AADA is investigating the possibility of mounting a High Court challenge against the Victorian Government’s planned increase of stamp duty that will effectively act as a further Luxury Car Tax.
AADA is consulting with legal experts to determine whether states have taxing powers under the Australian Constitution.
Victorian stamp duty is currently 4.2 percent of the total cost of cars below the federal LCT threshold of $66,331 and 5.2 percent for cars over this amount. The Victorian Government’s May budget stated that it would increase the stamp duty on cars over $100,000 to 7 percent, while for cars selling for more than $150,000 stamp duty would rise to 9 percent. These changes will take effect from 1 July 2019.
This comes a year after Queensland introduced an extra 2 percent stamp duty on vehicles priced over $100,000.
With the NSW Opposition proposing a similar stamp duty increase before it was defeated in this year’s election, AADA CEO, David Blackhall, said the Association is concerned other states might follow suit. AADA is, therefore, considering a constitutional challenge over what is effectively a state-based LCT.
There are already so many taxes on cars in Australia: a 5 percent tariff on cars imported from the UK and Europe, 10 percent GST plus the Federal Government’s 33 percent LCT on vehicles over $66,331. AADA considers this ‘Luxury’ Car Tax especially unfair considering the numbers show that Toyota customers pay more in LCT than most buyers of prestige brands.
The Sydney Morning Herald and The Age recently revealed that Toyota customers collectively pay more than buyers of Ferraris, Porsches, Lamborghinis and most other prestige brands under the Federal LCT.
Mr Blackhall said if Victoria was allowed to effectively add its own LCT, other states and territories would follow suit, adding to the already unfair impost on Australian motorists and automotive Dealers. Western Australia already imposes 6.5 percent stamp duty on new cars priced over $50,000.
“Treasurers are treasurers; once they see one of their counterparts dip into the car buyer’s wallet, our concern is it will become contagious and other states might get the same idea,” Mr Blackhall said.
“We are taking advice on the legality of what’s happened, and there are serious-minded, well-informed senior counsel talking to us about aspects of this tax that may be in breach of our Constitution.”
It is unclear whether it is possible to challenge a government regarding the legality of a tax, but Mr Blackhall said AADA is determined to find out exactly what taxing powers state governments have under the Constitution and, if necessary and feasible, take that challenge all the way to the High Court.
The potential ramifications of an increase in stamp duty by one state could include consumers purchasing their new vehicle in another state, buying a car below the threshold or exploiting other loopholes, including enlisting the help of Dealers to avoid the higher stamp duty.

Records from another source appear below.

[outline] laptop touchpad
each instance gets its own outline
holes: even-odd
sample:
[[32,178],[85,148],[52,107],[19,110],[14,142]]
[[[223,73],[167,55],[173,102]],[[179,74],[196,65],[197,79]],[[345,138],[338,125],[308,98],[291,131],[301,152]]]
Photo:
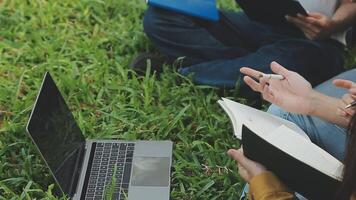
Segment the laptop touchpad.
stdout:
[[169,157],[141,157],[134,159],[132,186],[168,187],[170,174]]

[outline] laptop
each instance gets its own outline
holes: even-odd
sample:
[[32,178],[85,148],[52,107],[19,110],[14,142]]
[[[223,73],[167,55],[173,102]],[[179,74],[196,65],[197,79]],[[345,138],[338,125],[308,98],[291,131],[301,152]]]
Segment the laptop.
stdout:
[[219,11],[215,0],[146,0],[148,5],[182,14],[191,15],[209,21],[219,20]]
[[[44,76],[27,124],[59,195],[71,199],[168,200],[171,141],[86,141],[51,75]],[[115,177],[115,178],[113,178]]]

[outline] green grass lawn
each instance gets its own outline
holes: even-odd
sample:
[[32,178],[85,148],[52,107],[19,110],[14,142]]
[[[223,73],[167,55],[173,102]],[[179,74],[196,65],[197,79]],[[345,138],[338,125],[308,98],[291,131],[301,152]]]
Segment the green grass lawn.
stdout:
[[[220,6],[236,9],[234,0]],[[86,138],[172,140],[172,199],[237,199],[226,156],[238,148],[219,95],[169,67],[136,76],[128,63],[154,51],[143,0],[0,0],[0,200],[56,199],[54,180],[25,125],[50,71]],[[350,62],[354,60],[351,59]]]
[[55,199],[25,131],[45,71],[86,138],[174,141],[172,199],[239,196],[226,156],[239,143],[217,90],[169,68],[160,78],[131,76],[134,55],[154,51],[142,32],[145,8],[143,0],[0,0],[0,199]]

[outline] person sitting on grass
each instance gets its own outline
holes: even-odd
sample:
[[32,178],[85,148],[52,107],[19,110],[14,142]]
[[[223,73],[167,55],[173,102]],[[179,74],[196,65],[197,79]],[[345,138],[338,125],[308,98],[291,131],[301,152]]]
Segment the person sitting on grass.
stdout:
[[[356,3],[340,0],[331,18],[321,13],[287,17],[295,29],[251,21],[244,12],[220,11],[220,16],[218,22],[210,22],[149,6],[144,31],[166,59],[140,55],[132,62],[133,69],[145,70],[148,58],[156,69],[163,60],[183,58],[179,72],[193,74],[195,83],[235,88],[241,67],[270,73],[269,63],[276,60],[315,86],[343,71],[345,37],[332,36],[350,29]],[[250,93],[245,84],[241,87]]]
[[[356,100],[356,83],[344,79],[333,80],[336,86],[346,88],[349,92],[342,99],[338,99],[313,90],[310,83],[302,76],[285,69],[278,63],[272,63],[271,69],[273,72],[283,75],[285,79],[262,78],[256,82],[251,77],[258,79],[261,72],[251,68],[242,68],[241,72],[248,75],[244,78],[247,85],[260,92],[267,101],[287,111],[318,116],[329,123],[343,127],[349,125],[346,157],[343,159],[345,163],[344,179],[340,194],[336,199],[350,199],[352,195],[356,195],[356,115],[355,108],[345,109],[345,106]],[[352,80],[356,79],[355,72],[355,70],[347,72],[354,76]],[[337,134],[340,133],[335,135]],[[346,137],[345,135],[340,134],[339,137]],[[335,146],[345,148],[344,143],[337,143],[337,141],[334,141]],[[239,173],[250,183],[250,195],[253,199],[295,199],[294,193],[291,193],[277,177],[259,163],[247,159],[243,155],[242,148],[237,151],[229,150],[228,154],[239,163]],[[353,196],[354,199],[356,199],[355,197]]]

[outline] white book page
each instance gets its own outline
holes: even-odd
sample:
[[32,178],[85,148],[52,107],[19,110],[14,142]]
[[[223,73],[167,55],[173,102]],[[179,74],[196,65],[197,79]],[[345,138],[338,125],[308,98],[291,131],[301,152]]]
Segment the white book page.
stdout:
[[[258,133],[256,133],[258,135]],[[266,141],[305,164],[335,179],[342,179],[343,164],[315,144],[306,141],[286,126],[265,137]]]
[[328,17],[333,16],[338,0],[298,0],[307,12],[318,12]]
[[[232,128],[234,131],[235,137],[237,139],[241,140],[241,130],[242,130],[242,120],[238,119],[238,116],[235,117],[235,115],[232,113],[232,111],[226,106],[225,102],[223,100],[219,100],[218,103],[220,106],[224,109],[226,114],[229,116],[230,121],[232,123]],[[238,133],[238,134],[237,134]]]
[[235,136],[238,139],[242,138],[242,124],[246,125],[254,132],[263,133],[265,135],[269,134],[270,132],[273,132],[281,125],[285,125],[286,127],[293,130],[295,133],[301,135],[307,141],[310,141],[306,133],[290,121],[284,120],[264,111],[254,109],[252,107],[237,103],[229,99],[222,98],[222,100],[225,106],[225,108],[223,107],[224,110],[228,110],[226,112],[231,118],[231,121],[235,121],[232,122],[232,124],[234,126]]

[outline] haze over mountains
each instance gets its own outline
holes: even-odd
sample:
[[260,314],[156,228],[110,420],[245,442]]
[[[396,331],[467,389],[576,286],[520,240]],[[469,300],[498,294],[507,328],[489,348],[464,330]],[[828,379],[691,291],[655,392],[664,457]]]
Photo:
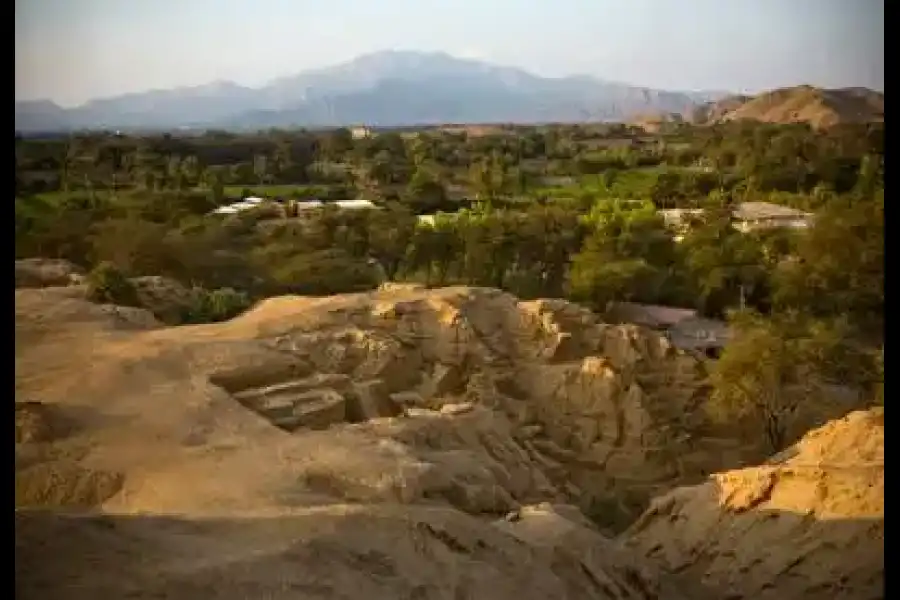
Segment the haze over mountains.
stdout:
[[544,78],[444,53],[385,51],[250,88],[229,81],[92,100],[16,103],[22,132],[450,122],[583,122],[692,110],[723,92],[648,89],[588,76]]

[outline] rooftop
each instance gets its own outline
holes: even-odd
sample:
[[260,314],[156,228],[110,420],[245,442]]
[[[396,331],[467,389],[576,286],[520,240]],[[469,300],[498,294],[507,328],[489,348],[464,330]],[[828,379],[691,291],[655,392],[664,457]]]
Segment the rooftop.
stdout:
[[370,200],[335,200],[331,202],[338,208],[378,208]]
[[734,210],[734,217],[742,221],[753,221],[756,219],[803,219],[809,216],[809,213],[805,213],[802,210],[770,202],[741,202]]
[[296,203],[297,210],[309,210],[311,208],[321,208],[321,200],[300,200]]

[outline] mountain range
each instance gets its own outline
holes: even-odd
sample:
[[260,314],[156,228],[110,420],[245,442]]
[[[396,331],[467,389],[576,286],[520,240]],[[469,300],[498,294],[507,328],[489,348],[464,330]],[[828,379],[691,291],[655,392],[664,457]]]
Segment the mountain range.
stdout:
[[75,108],[48,100],[17,102],[16,130],[622,121],[635,114],[690,114],[727,95],[589,76],[539,77],[444,53],[384,51],[258,88],[217,81],[96,99]]

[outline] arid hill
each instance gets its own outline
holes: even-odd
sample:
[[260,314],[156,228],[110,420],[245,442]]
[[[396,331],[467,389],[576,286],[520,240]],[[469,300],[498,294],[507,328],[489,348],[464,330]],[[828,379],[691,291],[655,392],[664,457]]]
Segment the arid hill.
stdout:
[[883,598],[884,410],[657,498],[624,539],[731,598]]
[[816,129],[847,123],[883,122],[884,94],[866,88],[826,90],[801,85],[756,96],[729,96],[684,114],[635,115],[629,122],[656,133],[680,123],[713,125],[744,119],[781,125],[808,123]]
[[758,456],[658,334],[489,289],[181,327],[15,293],[17,598],[718,596],[604,535]]
[[865,88],[826,90],[801,85],[756,96],[732,96],[707,104],[693,115],[694,122],[701,124],[741,119],[808,123],[816,129],[884,121],[884,94]]

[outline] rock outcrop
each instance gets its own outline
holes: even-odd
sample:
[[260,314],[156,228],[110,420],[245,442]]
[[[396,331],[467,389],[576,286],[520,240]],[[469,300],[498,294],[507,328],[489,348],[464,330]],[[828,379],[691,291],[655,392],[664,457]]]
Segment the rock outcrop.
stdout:
[[167,277],[132,277],[140,305],[163,323],[180,322],[185,310],[196,302],[196,292]]
[[41,288],[75,285],[82,282],[84,272],[67,260],[24,258],[16,261],[16,287]]
[[729,598],[884,598],[884,411],[654,500],[626,545]]

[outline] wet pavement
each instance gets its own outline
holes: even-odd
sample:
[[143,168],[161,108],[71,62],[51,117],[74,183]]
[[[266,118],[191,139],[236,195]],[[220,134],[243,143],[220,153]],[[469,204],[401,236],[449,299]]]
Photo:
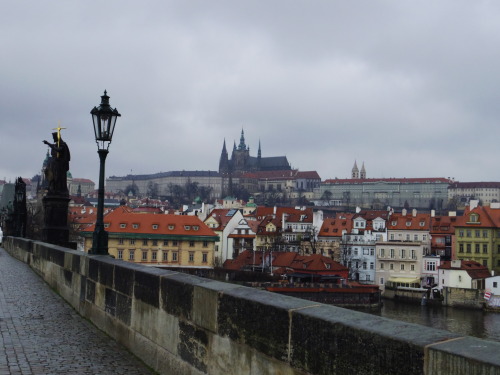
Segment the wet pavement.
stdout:
[[154,374],[0,248],[0,375]]

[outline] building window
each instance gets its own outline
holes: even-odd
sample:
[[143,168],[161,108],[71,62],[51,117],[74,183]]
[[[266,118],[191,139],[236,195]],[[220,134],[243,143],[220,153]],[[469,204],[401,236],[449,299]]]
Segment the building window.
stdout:
[[194,247],[194,241],[189,241],[189,247]]
[[163,240],[163,246],[168,246],[168,240]]
[[130,244],[131,244],[131,245],[135,245],[135,239],[133,239],[133,238],[132,238],[132,239],[130,240]]
[[158,224],[153,224],[153,229],[158,229]]
[[488,244],[483,243],[483,254],[488,254]]
[[405,265],[401,264],[401,271],[404,271],[404,270],[405,270]]
[[394,249],[389,250],[389,257],[394,258]]
[[158,246],[158,240],[153,240],[153,246]]
[[118,238],[118,245],[123,245],[123,238]]
[[462,276],[458,275],[458,282],[462,281]]
[[370,269],[371,269],[371,270],[375,269],[375,263],[370,262]]
[[203,247],[208,247],[208,241],[203,241]]
[[415,271],[415,265],[414,265],[414,264],[411,264],[411,265],[410,265],[410,270],[411,270],[411,271]]
[[177,262],[177,251],[172,252],[172,262]]
[[393,264],[393,263],[389,264],[389,269],[390,269],[391,271],[394,269],[394,264]]
[[163,261],[168,262],[168,251],[163,252]]
[[123,224],[123,223],[122,223],[122,224],[120,224],[120,228],[122,228],[122,229],[123,229],[123,228],[126,228],[126,227],[127,227],[127,224]]
[[122,249],[118,250],[118,259],[123,259],[123,250]]
[[135,251],[129,250],[128,251],[128,260],[134,260],[134,258],[135,258]]
[[172,246],[177,246],[179,244],[179,241],[172,241]]
[[458,237],[463,237],[464,236],[464,231],[462,229],[460,229],[458,231]]
[[139,228],[139,224],[132,224],[132,228],[134,228],[134,229]]
[[463,243],[461,243],[461,244],[458,245],[458,252],[459,253],[463,253],[464,252],[464,244]]
[[472,231],[470,229],[467,229],[466,234],[467,234],[467,237],[472,237]]
[[413,241],[418,241],[418,234],[413,235]]
[[487,230],[483,230],[483,238],[488,238],[488,231]]
[[475,246],[474,246],[474,252],[475,252],[476,254],[479,254],[479,244],[478,244],[478,243],[477,243],[477,244],[475,244]]
[[153,251],[153,252],[151,253],[151,260],[156,260],[156,258],[157,258],[157,254],[158,254],[158,252],[157,252],[157,251]]
[[142,240],[142,244],[143,244],[144,246],[148,246],[148,240]]
[[380,278],[380,285],[384,285],[384,278],[383,277]]
[[198,225],[193,225],[193,230],[198,230],[200,227]]
[[207,263],[208,262],[208,253],[203,253],[201,257],[202,263]]
[[385,249],[380,249],[380,257],[381,258],[385,257]]
[[481,237],[481,231],[479,229],[476,229],[476,237]]
[[189,261],[194,262],[194,251],[189,252]]
[[493,288],[498,287],[498,283],[496,281],[493,281]]
[[147,252],[147,250],[143,250],[143,252],[142,252],[142,260],[148,260],[148,252]]
[[411,259],[417,259],[417,252],[415,250],[411,250]]
[[384,269],[384,263],[380,263],[380,269],[383,270]]
[[363,262],[363,269],[366,270],[366,262]]
[[483,266],[488,267],[488,259],[483,259]]
[[175,228],[175,225],[170,224],[170,225],[168,226],[168,229],[169,229],[169,230],[174,230],[174,228]]
[[467,252],[470,253],[471,252],[471,247],[472,245],[470,243],[467,244]]
[[405,258],[406,258],[406,250],[401,249],[401,259],[405,259]]
[[190,227],[189,225],[184,225],[184,229],[185,229],[185,230],[190,230],[190,229],[191,229],[191,227]]

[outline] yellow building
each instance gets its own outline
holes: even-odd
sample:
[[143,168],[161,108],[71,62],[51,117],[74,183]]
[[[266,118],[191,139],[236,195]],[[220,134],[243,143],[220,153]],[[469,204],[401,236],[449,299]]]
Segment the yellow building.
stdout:
[[[212,268],[218,236],[196,216],[134,213],[120,206],[104,217],[108,252],[149,266]],[[83,230],[85,252],[94,226]]]
[[453,259],[474,260],[500,272],[500,206],[478,206],[457,217]]

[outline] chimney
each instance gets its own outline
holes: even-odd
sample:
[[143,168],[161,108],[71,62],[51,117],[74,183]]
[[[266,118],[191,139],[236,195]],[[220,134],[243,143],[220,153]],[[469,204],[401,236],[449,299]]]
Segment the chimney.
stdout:
[[436,217],[436,210],[431,210],[431,217]]
[[414,208],[413,210],[411,210],[411,216],[413,216],[413,217],[417,216],[417,209],[416,208]]
[[450,217],[457,216],[457,211],[449,211],[448,216],[450,216]]
[[406,211],[406,208],[403,208],[403,210],[401,211],[401,215],[402,216],[406,216],[408,212]]
[[462,261],[460,259],[451,261],[451,268],[461,268],[461,267],[462,267]]
[[479,201],[477,199],[471,199],[469,202],[470,209],[473,210],[477,206],[479,206]]

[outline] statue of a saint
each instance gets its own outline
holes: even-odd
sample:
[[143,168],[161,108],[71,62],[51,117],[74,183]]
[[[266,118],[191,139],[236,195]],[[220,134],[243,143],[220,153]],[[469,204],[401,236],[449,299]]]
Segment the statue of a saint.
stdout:
[[60,132],[52,133],[54,143],[43,141],[50,147],[50,155],[45,178],[48,181],[48,192],[52,194],[68,194],[66,174],[69,170],[70,153],[66,142],[61,138]]

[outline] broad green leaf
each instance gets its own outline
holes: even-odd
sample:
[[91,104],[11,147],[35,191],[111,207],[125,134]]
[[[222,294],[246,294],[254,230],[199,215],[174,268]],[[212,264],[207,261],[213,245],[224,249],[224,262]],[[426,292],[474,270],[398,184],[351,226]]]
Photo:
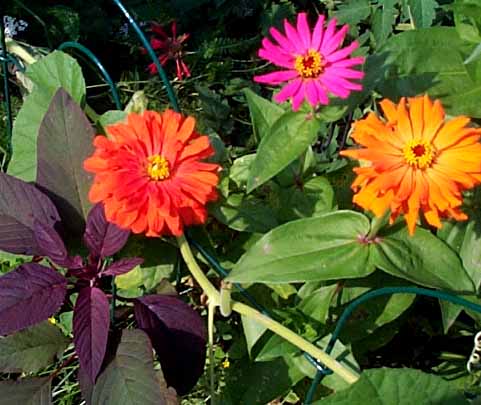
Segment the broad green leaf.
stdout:
[[302,187],[292,186],[279,190],[279,214],[282,220],[314,217],[332,210],[334,190],[325,177],[307,180]]
[[441,239],[418,227],[410,236],[405,226],[388,228],[373,244],[373,262],[393,276],[428,287],[474,291],[458,255]]
[[52,380],[50,377],[21,378],[0,381],[2,405],[51,405]]
[[336,284],[321,287],[302,299],[297,307],[309,318],[325,324],[329,315],[331,300],[337,289]]
[[82,70],[71,56],[54,51],[27,68],[34,87],[18,112],[13,126],[13,156],[8,172],[25,181],[34,181],[37,164],[37,136],[50,102],[63,87],[79,104],[84,102]]
[[240,232],[264,233],[277,226],[273,210],[262,200],[231,194],[226,201],[211,207],[216,219]]
[[364,277],[374,271],[369,231],[357,212],[337,211],[281,225],[264,235],[234,266],[235,282],[291,283]]
[[381,49],[389,67],[378,90],[393,100],[428,92],[452,115],[481,117],[481,59],[463,62],[473,49],[452,27],[395,35]]
[[244,337],[247,344],[247,351],[250,354],[256,342],[267,330],[267,327],[257,322],[255,319],[249,318],[247,316],[241,316],[241,319],[242,329],[244,331]]
[[258,96],[251,89],[244,89],[247,105],[251,115],[252,127],[257,141],[264,138],[272,124],[284,114],[284,110],[277,104]]
[[442,404],[467,405],[461,391],[441,377],[419,370],[371,369],[349,388],[313,402],[313,405],[412,405]]
[[452,5],[452,10],[459,36],[465,41],[476,44],[481,42],[481,4],[476,1],[458,0]]
[[249,168],[254,159],[255,154],[244,155],[234,160],[229,170],[229,178],[239,188],[245,188],[247,181],[249,180]]
[[68,343],[60,329],[47,321],[0,338],[0,372],[36,373],[60,356]]
[[408,0],[414,26],[428,28],[436,17],[436,8],[439,7],[435,0]]
[[340,3],[334,15],[341,24],[356,25],[369,17],[370,13],[369,0],[348,0]]
[[247,192],[264,184],[305,152],[316,140],[320,126],[304,113],[283,114],[262,138],[250,166]]
[[396,3],[397,0],[384,0],[374,13],[372,33],[376,40],[376,48],[383,45],[392,33],[392,28],[396,21]]
[[154,373],[152,346],[141,330],[124,330],[117,353],[100,374],[92,403],[158,405],[165,403]]

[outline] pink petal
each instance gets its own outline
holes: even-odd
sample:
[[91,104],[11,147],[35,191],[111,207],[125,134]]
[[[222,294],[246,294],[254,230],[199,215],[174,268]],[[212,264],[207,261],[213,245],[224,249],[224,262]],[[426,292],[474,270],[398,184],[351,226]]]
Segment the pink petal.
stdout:
[[327,90],[334,94],[337,97],[340,98],[348,98],[350,91],[345,89],[342,85],[338,83],[336,78],[334,77],[328,77],[328,76],[322,76],[321,77],[321,83],[326,86]]
[[322,38],[321,49],[324,48],[324,44],[327,44],[332,39],[334,32],[336,31],[336,24],[337,20],[335,18],[333,18],[327,24],[326,31],[324,32],[324,37]]
[[323,41],[321,53],[323,55],[330,55],[337,48],[339,48],[342,45],[342,42],[344,41],[348,30],[349,26],[346,24],[339,31],[337,31],[337,33],[333,35],[329,39],[329,41]]
[[264,38],[262,40],[262,46],[264,49],[270,53],[273,54],[280,54],[284,57],[292,57],[292,52],[288,52],[286,49],[284,49],[282,46],[278,46],[272,43],[268,38]]
[[345,67],[350,67],[354,65],[362,65],[365,60],[366,58],[364,58],[363,56],[356,56],[355,58],[344,59],[344,60],[334,62],[332,65],[335,67],[345,68]]
[[294,97],[292,98],[292,109],[294,111],[299,110],[299,107],[302,104],[302,101],[304,100],[304,82],[301,83],[301,86],[299,87],[299,90],[294,93]]
[[320,15],[312,33],[311,47],[315,51],[318,51],[321,46],[322,37],[324,34],[324,20],[325,17]]
[[306,47],[301,41],[301,38],[297,34],[295,28],[289,23],[289,21],[284,20],[284,29],[286,31],[286,36],[289,41],[291,41],[294,46],[295,52],[303,54],[306,52]]
[[264,38],[262,45],[264,48],[259,49],[258,53],[261,58],[267,59],[268,61],[282,67],[289,69],[292,68],[294,64],[292,56],[282,51],[282,48],[274,45],[267,38]]
[[295,52],[296,49],[294,48],[292,43],[284,35],[282,35],[276,28],[272,27],[269,30],[269,32],[272,35],[272,37],[277,41],[277,43],[282,48],[284,48],[286,53],[294,53]]
[[298,76],[299,73],[296,70],[279,70],[265,75],[254,76],[254,81],[257,83],[279,84]]
[[346,46],[345,48],[339,49],[337,52],[331,53],[330,55],[326,55],[326,59],[328,62],[334,63],[340,61],[342,59],[347,58],[357,47],[359,44],[354,41],[351,45]]
[[326,69],[325,74],[332,75],[332,76],[339,76],[346,79],[362,79],[364,77],[364,72],[361,72],[359,70],[337,67],[335,64],[329,66]]
[[314,84],[316,85],[316,88],[317,88],[317,95],[319,97],[319,102],[324,105],[329,104],[329,97],[327,96],[327,92],[324,89],[324,87],[319,83],[318,80],[316,80]]
[[289,97],[292,97],[294,93],[299,91],[299,87],[301,86],[301,84],[302,84],[302,80],[298,79],[285,85],[282,88],[282,90],[274,96],[274,101],[278,103],[283,103]]
[[317,87],[315,85],[315,81],[314,80],[306,81],[304,88],[306,90],[306,98],[309,104],[312,105],[313,107],[318,105],[319,97],[317,95]]
[[311,47],[311,32],[309,30],[309,24],[307,23],[306,13],[299,13],[297,15],[297,32],[301,37],[301,41],[304,43],[304,47],[308,50]]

One factor that might assist AADA in this fight is the negotiations regarding a Free Trade Agreement with Europe. Vehicles imported from Japan, Thailand, South Korea and the USA are tariff-free, but those from the UK and Europe still attract a 5 percent import tariff.
The EU is likely to regard the Federal LCT and state stamp duties as ‘discriminatory tariffs’ and could pressure the Australian Government to remove or reduce them.